Beware The Downsides
So, while we know the positive attributes, we have to be aware of the downsides. Hyperfocus can be so intense that other tasks completely fall by the wayside, even if they’re time sensitive. These tasks can be answering important emails, attending meetings or remembering to stop, take a break and drink some water. Think of it like being so enthralled with a movie or book that you don’t even notice when someone walks in the room.
Forgetting about taking breaks doesn’t seem like a big deal if you’re in a positive work zone, but the executive function department might have taken over with such aggression, that the voices of your “work-life balance” department go unheard. This will eventually lead to burnout, when your brain is so exhausted that the thought of completing any task at all seems overwhelming.
Find A Balance
So, we have the information we need about this power, so what do we do with it? We need to learn how to balance both the benefits and downsides. This starts with being aware when you’re in a state of hyperfocus. Here’s some signs that you’re brain is slipping into a state of overdrive:
- Tunnel vision: You feel more intensely absorbed in a task than normal. Your surroundings matter little, including background noises or stimuli that would normally distract you.
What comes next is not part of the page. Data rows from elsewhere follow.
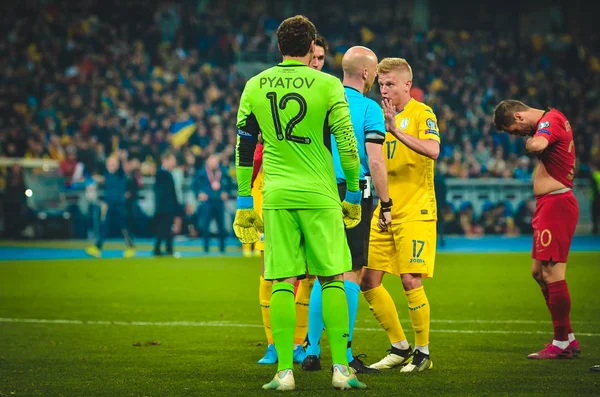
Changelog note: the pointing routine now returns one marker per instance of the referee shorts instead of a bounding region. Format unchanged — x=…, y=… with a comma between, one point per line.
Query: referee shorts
x=358, y=237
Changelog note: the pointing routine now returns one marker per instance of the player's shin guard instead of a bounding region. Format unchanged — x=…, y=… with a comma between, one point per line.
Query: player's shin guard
x=283, y=321
x=419, y=311
x=302, y=300
x=315, y=321
x=559, y=303
x=335, y=316
x=264, y=295
x=352, y=292
x=383, y=308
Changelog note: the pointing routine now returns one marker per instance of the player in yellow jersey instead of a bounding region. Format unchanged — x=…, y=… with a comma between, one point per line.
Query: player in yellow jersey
x=304, y=287
x=407, y=248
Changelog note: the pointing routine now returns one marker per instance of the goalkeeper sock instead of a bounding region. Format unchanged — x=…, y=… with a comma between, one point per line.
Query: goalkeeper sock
x=302, y=301
x=352, y=292
x=315, y=321
x=418, y=308
x=335, y=317
x=283, y=320
x=264, y=296
x=383, y=308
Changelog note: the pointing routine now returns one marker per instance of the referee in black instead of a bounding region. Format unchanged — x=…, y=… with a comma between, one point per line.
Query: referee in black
x=168, y=214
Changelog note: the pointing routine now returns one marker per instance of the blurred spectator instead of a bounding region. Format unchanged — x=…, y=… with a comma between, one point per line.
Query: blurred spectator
x=441, y=193
x=595, y=188
x=70, y=167
x=113, y=214
x=210, y=187
x=468, y=225
x=167, y=216
x=14, y=202
x=134, y=184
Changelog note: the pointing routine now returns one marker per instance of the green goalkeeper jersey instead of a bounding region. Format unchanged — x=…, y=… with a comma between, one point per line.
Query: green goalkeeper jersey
x=298, y=110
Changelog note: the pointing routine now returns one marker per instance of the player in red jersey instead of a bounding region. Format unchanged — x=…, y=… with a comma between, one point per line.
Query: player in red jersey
x=556, y=211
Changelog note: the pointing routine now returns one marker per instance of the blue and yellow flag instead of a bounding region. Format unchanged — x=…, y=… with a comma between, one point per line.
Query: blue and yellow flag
x=182, y=131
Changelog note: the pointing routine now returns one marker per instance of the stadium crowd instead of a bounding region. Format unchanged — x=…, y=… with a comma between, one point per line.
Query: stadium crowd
x=82, y=82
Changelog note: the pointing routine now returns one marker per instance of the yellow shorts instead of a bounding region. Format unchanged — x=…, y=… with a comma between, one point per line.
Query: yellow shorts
x=405, y=248
x=258, y=198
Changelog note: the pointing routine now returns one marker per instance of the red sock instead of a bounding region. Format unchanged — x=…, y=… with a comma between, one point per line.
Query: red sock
x=559, y=303
x=546, y=295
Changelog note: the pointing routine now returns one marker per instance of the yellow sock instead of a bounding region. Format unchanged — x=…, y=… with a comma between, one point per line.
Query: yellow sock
x=418, y=307
x=264, y=295
x=302, y=300
x=383, y=307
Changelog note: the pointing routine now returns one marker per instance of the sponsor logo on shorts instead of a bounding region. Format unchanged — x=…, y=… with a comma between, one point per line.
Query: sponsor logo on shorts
x=417, y=307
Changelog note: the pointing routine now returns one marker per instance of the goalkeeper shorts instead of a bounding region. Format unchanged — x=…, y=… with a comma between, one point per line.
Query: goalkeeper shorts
x=305, y=238
x=257, y=195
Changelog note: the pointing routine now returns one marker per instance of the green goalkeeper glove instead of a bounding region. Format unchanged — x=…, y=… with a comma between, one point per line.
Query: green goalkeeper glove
x=247, y=225
x=351, y=208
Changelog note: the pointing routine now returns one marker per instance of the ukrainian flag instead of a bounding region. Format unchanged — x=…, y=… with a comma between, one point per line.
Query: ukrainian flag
x=182, y=131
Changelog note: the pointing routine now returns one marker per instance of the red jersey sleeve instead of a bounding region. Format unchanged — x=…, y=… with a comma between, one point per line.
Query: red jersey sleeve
x=550, y=127
x=559, y=156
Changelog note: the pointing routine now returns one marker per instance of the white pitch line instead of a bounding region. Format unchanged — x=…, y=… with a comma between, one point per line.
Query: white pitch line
x=493, y=321
x=239, y=325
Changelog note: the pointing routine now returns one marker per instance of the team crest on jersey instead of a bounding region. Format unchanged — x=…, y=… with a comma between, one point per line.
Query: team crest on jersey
x=431, y=124
x=543, y=124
- Time distortion: You notice that you’re losing track of time. You may feel like only a short amount of time has gone by, but you look up and it’s been hours.
- Difficulty disengaging: When something or someone tries to pull you away from the task, you feel overwhelmingly reluctant to do so. You feel a strong opposition to breaking your concentration.
It’s important to know when you’re in hyperfocus so you can utilise it properly. Let’s look at some strategies to harness your hyperfocus for the best possible outcome:
- Set a timer: Decide in advance how long you’ll spend on a task and set a timer to remind you when to stop. When the timer goes off, do your best to disengage even if you don’t want to.
- Take regular breaks: Short breaks can prevent burnout and help maintain focus over a longer period.
- Prioritise tasks: Make a list of tasks according to their priority. This way, even if you hyperfocus on one task, you’re more likely to choose a task that’s critical to your work.
- Leverage technology: Use apps or tools designed to help manage ADHD symptoms. You can find specific ones that help manage hyperfocus tendencies, like Forest or Focus@Will.
- Show self-compassion: It’s important to acknowledge your challenges and provide yourself with peace when you don’t always get it right. Embrace a non-judgmental understanding and celebrate your efforts.
Living with ADHD is a journey, and navigating hyperfocus is part of that journey. By understanding and managing it, you can turn hyperfocus into a unique advantage on your entrepreneurial journey.
As we discover more about ADHD, you’re not just adapting to your circumstances — you’re also part of a broader conversation that’s reshaping our understanding of the entrepreneurial brain.